The unit's name means "Ibis" (In Hebrew: Maglan). According to one officer, "Maglan is a bird that knows how to adapt in every situation." A relatively new unit, Maglan was founded in 1986, but its existence was only declassified in 2006.

History
Very little is known about the unit, only that the force performs top secret operations behind enemy lines, deep within hostile territory. The IDF keeps Maglan's designated missions a secret and gives no information about it or the operations in which the unit takes part. The secretive unit has clocked-up countless hours of high-risk operations conducted well behind enemy lines—most of which have never been declassified.

Like Sayeret Matkal, although the operators in the unit wear a red beret, brown combat boots and conduct basic training at one of the paratroopers' bases, they are not part of the Paratroop Brigade.

Much like Sayeret Matkal, Maglan reports to the IDF's General Staff and not to one of its regional commands.

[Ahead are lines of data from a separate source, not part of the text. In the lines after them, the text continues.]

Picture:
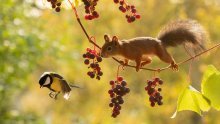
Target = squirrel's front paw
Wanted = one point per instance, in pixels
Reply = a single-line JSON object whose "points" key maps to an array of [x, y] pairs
{"points": [[174, 66], [123, 63]]}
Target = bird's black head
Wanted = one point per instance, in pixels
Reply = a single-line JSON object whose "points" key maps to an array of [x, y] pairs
{"points": [[45, 80]]}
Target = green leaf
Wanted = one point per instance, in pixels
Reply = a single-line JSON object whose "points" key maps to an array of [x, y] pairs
{"points": [[209, 71], [211, 89], [192, 100]]}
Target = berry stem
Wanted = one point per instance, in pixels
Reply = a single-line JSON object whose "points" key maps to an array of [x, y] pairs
{"points": [[79, 21], [118, 70]]}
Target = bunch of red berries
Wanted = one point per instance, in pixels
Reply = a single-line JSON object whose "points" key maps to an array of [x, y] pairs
{"points": [[154, 92], [90, 9], [132, 14], [92, 58], [116, 93], [55, 4]]}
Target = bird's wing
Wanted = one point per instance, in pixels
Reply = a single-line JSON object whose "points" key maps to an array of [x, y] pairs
{"points": [[57, 75], [65, 86], [65, 89]]}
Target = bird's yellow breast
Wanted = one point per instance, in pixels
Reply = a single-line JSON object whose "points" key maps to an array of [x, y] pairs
{"points": [[56, 85]]}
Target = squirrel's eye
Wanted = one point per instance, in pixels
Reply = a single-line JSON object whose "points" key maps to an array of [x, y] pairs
{"points": [[109, 48]]}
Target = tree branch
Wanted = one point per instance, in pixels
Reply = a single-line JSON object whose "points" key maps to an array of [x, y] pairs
{"points": [[149, 69]]}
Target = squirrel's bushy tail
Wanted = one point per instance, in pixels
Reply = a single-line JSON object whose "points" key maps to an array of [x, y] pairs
{"points": [[187, 32]]}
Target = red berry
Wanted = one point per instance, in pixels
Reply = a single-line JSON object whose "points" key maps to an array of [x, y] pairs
{"points": [[86, 61], [116, 1], [138, 16], [152, 104], [133, 10], [57, 9], [119, 78], [112, 82]]}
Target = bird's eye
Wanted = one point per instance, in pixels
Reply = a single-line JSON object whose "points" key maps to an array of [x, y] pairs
{"points": [[109, 48]]}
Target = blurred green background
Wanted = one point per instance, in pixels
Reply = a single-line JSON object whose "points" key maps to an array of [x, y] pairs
{"points": [[34, 39]]}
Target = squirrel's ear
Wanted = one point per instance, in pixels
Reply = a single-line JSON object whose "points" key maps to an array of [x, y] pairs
{"points": [[115, 40], [107, 38]]}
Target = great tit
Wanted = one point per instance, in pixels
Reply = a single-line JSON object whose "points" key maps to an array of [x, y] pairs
{"points": [[56, 84]]}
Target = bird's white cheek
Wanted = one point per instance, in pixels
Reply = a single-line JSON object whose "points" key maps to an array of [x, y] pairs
{"points": [[47, 81]]}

The unit was active in southern Lebanon during the South Lebanon conflict, and carried out numerous successful missions against Hezbollah. It took part in hundreds of missions in the West Bank and Gaza Strip during the Second Intifada, particularly in carrying out arrests of terror suspects. During the 2006 Lebanon War, the unit took part in many operations and achieved great success. On 19 July a force from the unit seized a fortified Hezbollah dugout adjacent to the Shaked post; two IDF soldiers and five Hezbollah operatives were killed in the battle. Operation Beach Boys, later on in the war, saw the unit embedded along the western coastal strip of Lebanon where they destroyed 150 Hezbollah targets, forty of which were rocket launchers. Maglan oversaw the destruction of command sites, trucks, caches of ammunition and infrastructure. Their activities reduced rocket fire on Israel's northern towns by about 40%.

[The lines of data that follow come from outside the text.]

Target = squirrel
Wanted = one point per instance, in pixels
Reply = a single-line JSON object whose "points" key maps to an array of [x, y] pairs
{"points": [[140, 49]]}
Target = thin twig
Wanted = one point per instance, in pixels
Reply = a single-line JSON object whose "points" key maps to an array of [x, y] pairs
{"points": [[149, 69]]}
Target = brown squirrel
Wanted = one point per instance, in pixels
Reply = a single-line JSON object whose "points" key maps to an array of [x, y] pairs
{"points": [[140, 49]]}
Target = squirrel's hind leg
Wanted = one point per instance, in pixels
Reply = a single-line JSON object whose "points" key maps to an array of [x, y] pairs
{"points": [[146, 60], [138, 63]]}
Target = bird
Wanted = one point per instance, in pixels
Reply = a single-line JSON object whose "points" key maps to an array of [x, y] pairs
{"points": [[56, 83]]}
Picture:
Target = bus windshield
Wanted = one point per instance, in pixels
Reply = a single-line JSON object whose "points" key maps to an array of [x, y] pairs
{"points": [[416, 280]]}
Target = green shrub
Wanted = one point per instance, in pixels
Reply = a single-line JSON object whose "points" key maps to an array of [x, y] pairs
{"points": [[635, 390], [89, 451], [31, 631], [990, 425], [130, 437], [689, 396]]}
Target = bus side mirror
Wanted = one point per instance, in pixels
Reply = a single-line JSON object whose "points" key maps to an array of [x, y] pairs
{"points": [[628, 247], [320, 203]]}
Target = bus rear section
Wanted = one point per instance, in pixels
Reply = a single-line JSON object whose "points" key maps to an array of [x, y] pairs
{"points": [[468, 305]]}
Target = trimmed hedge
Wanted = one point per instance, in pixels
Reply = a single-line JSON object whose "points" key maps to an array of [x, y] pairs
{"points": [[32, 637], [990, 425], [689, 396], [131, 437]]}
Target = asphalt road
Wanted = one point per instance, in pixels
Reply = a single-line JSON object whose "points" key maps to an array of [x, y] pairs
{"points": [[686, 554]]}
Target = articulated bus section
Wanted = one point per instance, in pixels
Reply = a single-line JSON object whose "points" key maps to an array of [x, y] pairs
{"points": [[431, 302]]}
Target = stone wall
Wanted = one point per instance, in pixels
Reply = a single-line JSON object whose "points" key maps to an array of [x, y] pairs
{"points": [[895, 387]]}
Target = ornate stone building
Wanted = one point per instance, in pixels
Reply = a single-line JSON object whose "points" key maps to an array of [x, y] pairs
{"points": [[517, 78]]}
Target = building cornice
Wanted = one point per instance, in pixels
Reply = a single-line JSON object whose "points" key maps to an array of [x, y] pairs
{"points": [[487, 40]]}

During Operation Protective Edge, the unit took part in combat in the Gaza Strip. On 30 July 2014, three Maglan soldiers, St.-Sgt. Matan Gotlib (21), St.-Sgt. Omer Hay (21) and St.-Sgt. Guy Algranati (20) were killed and 15 others wounded by explosions in a booby-trapped tunnel shaft dug by Hamas. It was awarded a Chiefs of Staff Citation for its activities in Operation Protective Edge in 2015.

On July 12, 2018, Maglan snipers won the IDF International Sniping Competition, overcoming units such as Sayeret Matkal, the US Navy SEALs and US Army Sniper School.

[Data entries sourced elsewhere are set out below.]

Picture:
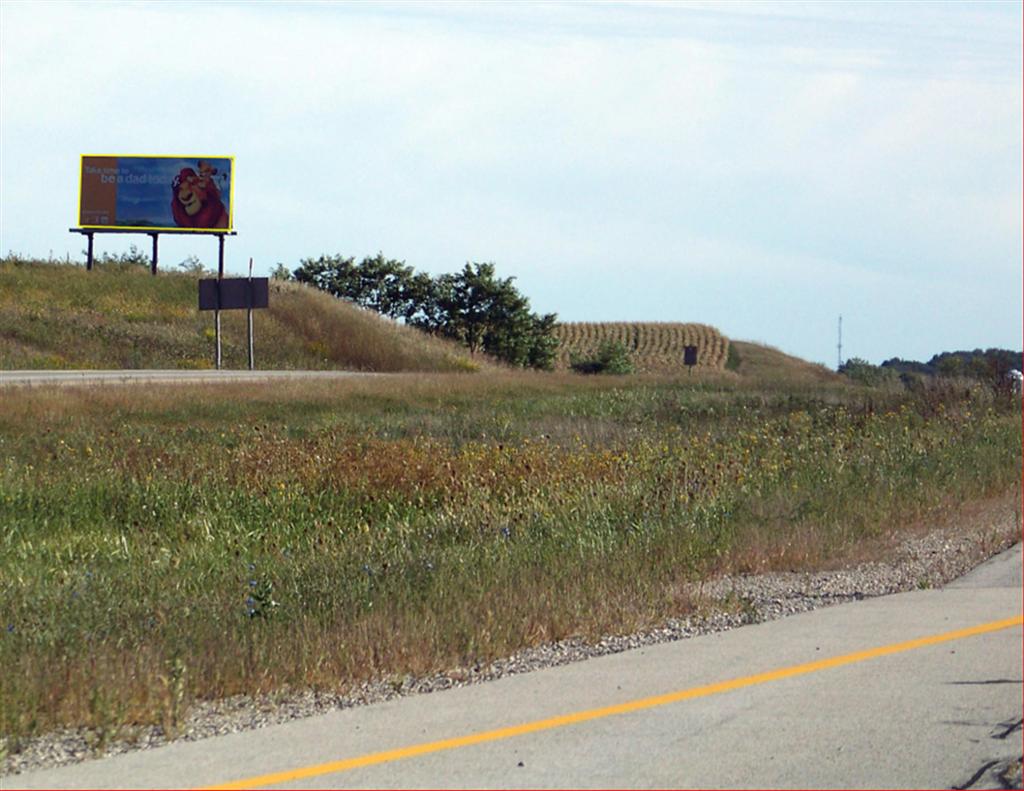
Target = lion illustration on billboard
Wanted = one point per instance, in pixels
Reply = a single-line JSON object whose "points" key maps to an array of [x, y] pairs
{"points": [[196, 200]]}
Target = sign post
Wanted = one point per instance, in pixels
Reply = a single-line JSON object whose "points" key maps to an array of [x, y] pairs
{"points": [[690, 358], [235, 294]]}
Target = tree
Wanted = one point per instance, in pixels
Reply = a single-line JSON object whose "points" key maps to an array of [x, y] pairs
{"points": [[473, 306]]}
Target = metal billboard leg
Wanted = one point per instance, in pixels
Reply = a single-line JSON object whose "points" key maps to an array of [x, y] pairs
{"points": [[216, 329]]}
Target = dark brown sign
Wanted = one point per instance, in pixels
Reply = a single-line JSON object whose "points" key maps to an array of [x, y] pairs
{"points": [[233, 293]]}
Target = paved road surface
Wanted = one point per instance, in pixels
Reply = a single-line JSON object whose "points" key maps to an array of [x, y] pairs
{"points": [[880, 693], [36, 378]]}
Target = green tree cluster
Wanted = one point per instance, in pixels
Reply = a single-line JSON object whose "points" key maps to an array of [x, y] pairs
{"points": [[473, 306]]}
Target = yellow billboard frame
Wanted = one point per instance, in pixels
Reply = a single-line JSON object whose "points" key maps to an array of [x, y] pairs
{"points": [[229, 231]]}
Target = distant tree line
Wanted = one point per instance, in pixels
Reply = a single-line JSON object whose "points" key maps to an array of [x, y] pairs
{"points": [[989, 364], [474, 306]]}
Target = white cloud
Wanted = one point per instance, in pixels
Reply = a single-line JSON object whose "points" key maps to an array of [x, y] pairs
{"points": [[760, 141]]}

On August 2, 2020 the unit ambushed and killed four militants in southern Golan Heights while the latter were deploying IEDs at the security fence.

Training

Recruits train extensively for 18 months in what is considered to be one of the most challenging training courses in the IDF. The trainees first go through 6 months of basic and advanced infantry training within the Paratroopers Brigade, including a parachuting course. The soldiers then must complete a 60 km (37 mi) beret march (Hebrew: Masa Kumta) to Maglan's base to continue their training. The recruits go through courses in navigation, camouflage, observation, specialized warfare, and special operational devices. Physical standards are high, with candidates required to carry equipment weighing about 70% of their body mass over several dozen kilometers. About two-thirds of the candidates drop out due to the harsh nature of the program.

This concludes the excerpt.